Direcway's website offers an entry level plan that is $49.99 up-front cost with a 15 month service contract. They ship the equipment and have it professionaly installed for you. The cost is $99.99/mo for the first 15 months (which covers $559.99 worth of equipment), after which the cost is $59.99/mo. Most all of the other resellers offer a similar deal with minor differences. The entry level plan offers download speeds of 600K/s. The big turn off for me that I found AFTER I posted my pro's and con's is that Direcway imposes a "Fair Access Policy" (which also applies to all the resellers who resell their feeds). This policy prohibits abuse by the minority on bandwidth. According to this policy, one the entry level plan, if bandwidth climbs above 169M over a 1-4 hour period, throughput is reduced to that user for a period as long as 8-12 hours. For a general surfer and downloader this probably is no big deal, but I like to set up big download queues and let 'em reel me in a Gig of stuff to play with later while I'm sleeping. I guess it just dpeends on your friend's needs.
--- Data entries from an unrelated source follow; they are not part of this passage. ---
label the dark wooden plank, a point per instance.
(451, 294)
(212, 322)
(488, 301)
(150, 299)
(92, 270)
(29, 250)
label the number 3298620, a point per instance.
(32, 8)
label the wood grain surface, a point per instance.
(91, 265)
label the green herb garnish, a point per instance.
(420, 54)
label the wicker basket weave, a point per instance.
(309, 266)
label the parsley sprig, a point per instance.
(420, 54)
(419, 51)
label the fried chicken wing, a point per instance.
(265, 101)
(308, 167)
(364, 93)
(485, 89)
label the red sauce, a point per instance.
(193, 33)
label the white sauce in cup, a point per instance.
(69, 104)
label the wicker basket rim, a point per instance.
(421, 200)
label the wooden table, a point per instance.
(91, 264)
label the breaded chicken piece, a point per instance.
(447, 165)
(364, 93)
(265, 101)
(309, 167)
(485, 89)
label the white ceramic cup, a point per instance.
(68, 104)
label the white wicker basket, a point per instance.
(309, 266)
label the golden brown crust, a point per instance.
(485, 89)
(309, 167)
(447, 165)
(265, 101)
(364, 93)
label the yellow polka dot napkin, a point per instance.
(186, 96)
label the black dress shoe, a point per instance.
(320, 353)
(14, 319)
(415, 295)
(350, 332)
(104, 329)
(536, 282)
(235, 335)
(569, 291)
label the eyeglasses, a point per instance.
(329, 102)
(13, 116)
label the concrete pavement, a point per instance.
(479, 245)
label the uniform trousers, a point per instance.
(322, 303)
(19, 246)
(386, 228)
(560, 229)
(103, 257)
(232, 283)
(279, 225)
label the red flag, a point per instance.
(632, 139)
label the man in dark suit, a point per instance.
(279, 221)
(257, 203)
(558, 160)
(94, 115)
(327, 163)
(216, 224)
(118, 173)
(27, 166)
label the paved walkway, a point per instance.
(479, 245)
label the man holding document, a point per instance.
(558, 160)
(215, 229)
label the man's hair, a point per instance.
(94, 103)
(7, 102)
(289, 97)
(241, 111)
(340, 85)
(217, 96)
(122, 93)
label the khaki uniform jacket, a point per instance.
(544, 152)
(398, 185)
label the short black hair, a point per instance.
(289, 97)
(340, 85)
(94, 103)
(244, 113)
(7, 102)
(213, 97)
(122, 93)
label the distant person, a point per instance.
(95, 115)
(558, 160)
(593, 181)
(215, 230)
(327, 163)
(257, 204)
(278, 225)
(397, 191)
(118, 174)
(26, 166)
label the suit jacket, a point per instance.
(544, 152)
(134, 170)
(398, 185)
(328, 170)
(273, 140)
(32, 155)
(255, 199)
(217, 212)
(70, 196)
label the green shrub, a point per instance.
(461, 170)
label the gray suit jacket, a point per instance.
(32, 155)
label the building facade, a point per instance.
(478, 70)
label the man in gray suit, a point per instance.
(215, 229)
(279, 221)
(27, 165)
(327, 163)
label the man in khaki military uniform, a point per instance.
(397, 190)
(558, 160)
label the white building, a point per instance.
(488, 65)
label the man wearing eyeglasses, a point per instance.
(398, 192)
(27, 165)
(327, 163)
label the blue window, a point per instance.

If he/she's a big Usenet/P2P/BitTorrent phreak, it probably won't be suitable to their needs if they have other broadband options at their disposal.

The other big draw back I discovered is the latency problems with satellite. The time it takes for the feed to transmit and receive from the satellite is a lot longer than wired and wireless solutions. If you're friend is an online gamer, the latency is goig to be a big problem and they'll find themselves fragged and not know what hit them :). I suppose other time sensitive things like trading and auction bids could be affected by this as well, otherwise, the latency isn't a huge probelm that I can see.

The only way I see satellite could be a big lure for someone is if they had no other options (live in the sticks, RV-camping in remote areas, etc) or they were interested in reselling the bandwidth (setting up your own personal WiFi spot for an apartmenet/office building, etc). Otherwise, the other wired and wireless options that are out there these days are much more affordable and robust.